(Reuters) - Standard Chartered on Tuesday raised its 2018 crude oil price forecasts by $10 saying that the market has began to acknowledge the importance of OPEC-led production cuts.
The British bank, which revised its forecasts for the first time in almost a year, saw Brent and WTI crude prices averaging $71 a barrel and $68 a barrel respectively this year.
It also raised its 2019 price outlook by $13 with Brent oil seen averaging $75 a barrel and WTI $71.
“OPEC and its non-OPEC partners are now receiving greater acknowledgment for market discipline, views of shale oil economics are no longer the most important price-setting factor, and demand pessimism is significantly reduced,” the bank said.
The Organization of the Petroleum Exporting Countries and non-OPEC producers led by Russia have agreed to cap output by about 1.8 million bpd in a deal running from January last year until the end of 2018.
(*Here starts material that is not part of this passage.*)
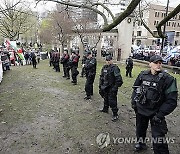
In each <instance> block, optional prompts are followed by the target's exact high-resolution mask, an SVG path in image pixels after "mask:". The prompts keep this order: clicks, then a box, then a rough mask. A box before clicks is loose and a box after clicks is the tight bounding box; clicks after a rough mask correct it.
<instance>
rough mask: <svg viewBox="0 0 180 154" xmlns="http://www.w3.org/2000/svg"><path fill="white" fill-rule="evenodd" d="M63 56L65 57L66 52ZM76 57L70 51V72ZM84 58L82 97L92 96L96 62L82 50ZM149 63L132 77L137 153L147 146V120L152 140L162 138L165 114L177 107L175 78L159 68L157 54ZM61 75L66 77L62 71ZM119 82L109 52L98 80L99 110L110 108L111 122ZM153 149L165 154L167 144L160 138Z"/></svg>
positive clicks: (74, 63)
mask: <svg viewBox="0 0 180 154" xmlns="http://www.w3.org/2000/svg"><path fill="white" fill-rule="evenodd" d="M65 57H67V54H66V53H65V55H64V58H65ZM76 58H77V55H74V54H72V57H71V64H73V65H74V68H75V69H72V72H73V71H74V70H75V72H76V70H77V66H78V65H77V64H76V62H77V59H76ZM86 58H87V59H86V60H85V63H84V64H83V65H82V66H83V69H84V71H85V75H86V84H85V91H86V97H85V99H86V100H88V99H91V96H92V95H93V83H94V79H95V75H96V65H97V62H96V59H95V57H93V56H92V54H91V52H87V53H86ZM73 62H74V63H73ZM63 66H64V65H63ZM149 66H150V70H146V71H142V72H141V73H140V74H139V75H138V77H137V79H136V80H135V83H134V85H133V89H134V90H133V93H132V97H131V98H132V101H131V103H132V108H133V109H134V111H135V113H136V136H137V139H138V141H139V142H138V143H137V144H136V145H135V150H136V151H138V152H139V151H142V150H146V149H147V145H146V143H145V138H146V131H147V128H148V123H149V121H150V123H151V131H152V137H153V138H154V141H157V140H158V139H160V138H165V134H166V133H167V131H168V130H167V125H166V121H165V116H167V115H169V114H170V113H171V112H173V110H174V109H175V108H176V106H177V96H178V90H177V84H176V79H175V78H174V77H172V76H171V75H170V74H168V73H166V72H165V71H163V70H162V58H161V57H160V56H158V55H155V56H152V57H151V59H150V63H149ZM65 70H66V69H65ZM64 76H65V77H69V76H68V75H67V72H66V71H65V72H64ZM76 77H77V73H76ZM72 78H73V73H72ZM73 81H74V82H75V83H77V79H75V78H74V79H73ZM122 84H123V80H122V77H121V74H120V69H119V67H118V66H117V65H116V64H113V61H112V57H111V56H110V55H108V56H106V64H105V65H104V66H103V67H102V69H101V74H100V79H99V94H100V95H101V96H102V98H103V99H104V107H103V109H101V110H100V111H101V112H104V113H108V111H109V107H110V108H111V109H112V113H113V116H112V121H117V120H118V107H117V93H118V87H121V86H122ZM139 139H141V140H139ZM158 141H159V140H158ZM153 150H154V153H155V154H169V150H168V144H167V142H164V140H162V142H158V143H157V142H153Z"/></svg>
OPEC oil output fell in March to an 11-month low due to declining Angolan exports, Libyan outages and a further slide in Venezuelan output, a Reuters survey found earlier this month, sending compliance with a supply-cutting deal to another record.
Oil prices were little changed on Tuesday after Brent hit its highest level since November 2014, supported by strong demand, OPEC-led production cuts, and the prospect of renewed U.S. sanctions on Iran. [O/R]
“Should the U.S. waiver on certain sanctions on Iran not be renewed in May, we are likely to roll our forecast back to where it was two years ago, to $75 per barrel,” the bank said.